Mint chocolate tartlets.

Mint chocolate tartlets.

мятно-шок тартал2

Short pastry:
75 g Butter
75 g Powdered sugar
150 g wheat flour
1 egg yolk
1-2 tbsp. l. ice water
a pinch of salt
a pinch of baking powder

Chocolate cream:
1 egg
20 g of sugar
2-3 cap. vanilla extract
177 g dark chocolate
348 g cream 20%
Zest of one orange

Peppermint Cream:
2 sprigs of mint (9-10 g)
40 g Yolks (from 2 eggs)
2-3 cap. vanilla extract
73 g White chocolate
2 g of gelatin
166 g cream 20%

Yield: 6 pcs.


Peppermint Cream:
The cream put on fire and bring to a boil. Add the mint leaves and give it brew for 30 minutes. Filter.
Gelatin divorce in ’10 cold water, give a swell. Cream again bring to a boil. Mix the yolks with the sugar and vanilla extract. Shred chocolate. A thin stream pour the cream into the egg yolks, constantly interfering. Iridescent creamy yolk mixture back into the pan, put on low heat and, stirring, bring to light thickens when the cream begins to envelop spoon. Remove from the heat and pour the mixture into crushed chocolate. Just wait and mix vigorously until chocolate is completely dissolved.
Dissolve the gelatin in the microwave or in a water bath, add in the cream, stir.
Pour into 6 spherical form with a diameter of 7 cm., And send in the freezer prior to assembly.

Short pastry:
Flour is sieved baking powder and salt.
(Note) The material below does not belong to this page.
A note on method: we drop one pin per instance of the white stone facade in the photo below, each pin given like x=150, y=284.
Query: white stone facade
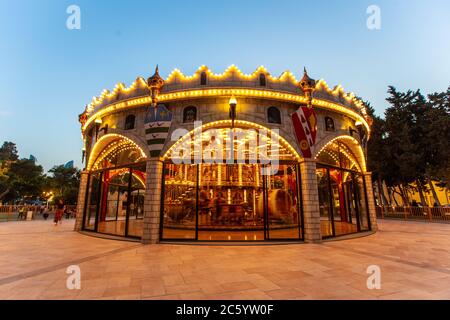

Cold, but not frozen butter cut into cubes. Mix the flour mixture, butter and powdered sugar, rubbing his fingers into crumbs. Add the egg yolk and 1-2 tbsp. l. of ice water. Knead the dough quickly, but surely :))) until the mixture starts to gather into a ball. We are putting it lightly to flatten, wrap in plastic wrap and ship 1 hour in the refrigerator.
The oven is heated to 180 * C. We get the dough, roll out thinly it. Distributed over the tartlets (6 cm. Diameter of the bottom), or metal rings (8 cm.), Do fork punctures and send back for half an hour in the refrigerator or 15 minutes. in the freezer. In each tartlet laid piece of parchment and pour “goods” (dry peas, rice or special metal balls). We send in the oven and bake for 10 min., Remove the “goods” and bake for another 5-7 minutes. until golden brown. Removed, cooled, carefully removed from the mold. Do not turn off the oven.

Chocolate cream:
In a saucepan, mix the cream, orange zest, vanilla extract and sugar, bring to medium heat until boiling. Chocolate shred and add to the mixture, stir to dissolve the chocolate. Egg sbaltyvaem slightly and add cream, mix well. Distribute the cream on the baked tartlets and send in the oven for 12-15 min., The cream should lightly grips the edges and at the middle, to remain liquid. Gently remove from the oven, cool for fully.

Hemispheres pull out of the freezer, removed from the mold. Optionally, you can fill in any hemisphere glaze: mirror, neutral, or whatever, but you can not fill and leave it as it is, will still be delicious 🙂
We put the hemisphere in tartlets. Decorate with chocolate chips, coconut and caramelized cocoa crumbs.